Sensory Temperature Issues with the Environment
Those with Sensory Processing Disorder may struggle for their brains to regulate the temperature of their bodies in the environment, in the same way neurotypical people do. For example those with sensory temperature difficulties may feel hot whilst others feel cold.
It may be that they refuse to wear a coat, or in more extreme cases no clothes at all. I have not been diagnosed personally, but often find that when others are cold I feel really hot. Sensory difficulties with temperature can mean that heat can be really unwelcome and make those affected feel ill. Personally my skin goes all tight and itchy, my head hurts, I feel all dizzy and like I cannot breathe. It may be that the individual with Sensory temperature issues is having trouble sweating to cool down (or the opposite they might sweat too much). Read more about Sensory Issues with Clothes.
It is important to make sure that their behaviours ARE sensory temperature related and not just behavioural (such as just not wanting to wear a coat), or other sensory issues such as due to tactile sensory issues (the coat feels uncomfortable due its texture). The main difficulties The Sensory Seeker has with temperature and environment are the fact that he finds snow too cold (but really wants to touch it) and cannot stand having sun lotion on.
Temperature could affect how those with sensory processing disorder/autism react in many situations because the room is either too hot or too cold – including when they are brushing their teeth, refusal to have a bath (which also needs to be the right temperature – some like it really hot, others really cold and others tepid!), eating dinner, going to sleep, etc – make sure that temperature is ruled out!
Sensory Temperature issues with Food
Whether food is the right temperature is not just an issue for those with sensory processing disorder. Have you ever been served something you found too hot or cold? You know that if it is too hot you can blow on it (or wait). That if it’s too cold it will need reheating you simply cannot eat it.
You also will appreciate that there will always be certain foods that you may prefer hot but will eat cold (in my case it is with pizza). The individual with sensory temperature issues is just the same, but may not have the same “tastes” as you.
Also because it is a problem with the brain regulating the sense of temperature, they may not like the temperature to be the same every time! So one day you may cook them scrambled egg and they may like it as soon as it’s cooked, yet another time it is deemed too hot and they wait until it is stone cold before they eat it!

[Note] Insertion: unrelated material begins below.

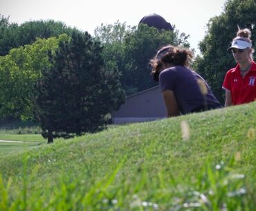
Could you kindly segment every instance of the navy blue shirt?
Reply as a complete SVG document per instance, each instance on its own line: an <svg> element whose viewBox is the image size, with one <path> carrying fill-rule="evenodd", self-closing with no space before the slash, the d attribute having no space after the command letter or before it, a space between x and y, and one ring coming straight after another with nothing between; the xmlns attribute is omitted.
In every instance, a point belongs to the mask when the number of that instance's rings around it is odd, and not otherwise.
<svg viewBox="0 0 256 211"><path fill-rule="evenodd" d="M198 80L205 83L208 91L205 95L201 91ZM171 90L174 93L183 114L221 107L204 79L185 66L176 66L163 70L160 73L159 82L162 92Z"/></svg>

We find that The Sensory Seeker is still developing an understanding of temperature (to regulate things himself) and sometimes needs persuading to try the food again (for example if it was previously too hot but now time has passed we know it will be cooler).
Ways to help with Sensory Temperature Issues
My advice would be to really get to know and understand the individual with sensory temperature issues. Ask yourself if it really is a problem, and why – are they going to get ill for example.
Think of ways you may be able to get around it for example, it is not very practical for the child to go out without any clothes on, but maybe you could find something very lightweight for them.
Consider whether clothing covers the body or not. Those who are easily cold may prefer long sleeves. I cannot stand long sleeves as I am easily hot. What I tend to do is wear layers, with a short sleeved vest top on the bottom (well above my underwear) so that I can easily adjust my temperature that way (quickly). I take a coat that can be easily stored in a bag if there is a risk of it raining. There are special clothes that can be bought to help regulate body temperature, otherwise I have heard that silk and bamboo materials are good. Of course you may be able to manipulate the temperature of the environment with heating and air-conditioning – but this may not suit others, and the individual with the sensory disorder may not like the noise (or feel).
Be patient – can you just wait for food to cool down? Could you reheat food, because they have said it is too cold when normally they like it cold? Somethings I think have to just be accepted as being “difficult” – The Sensory Seeker often asks for ice-cream but then finds it too cold to eat. We just let him try it every time. Maybe one day he will even get the association that ice-cream is cold (and he doesn’t like that).
Do you have any sensory temperature issues or solutions?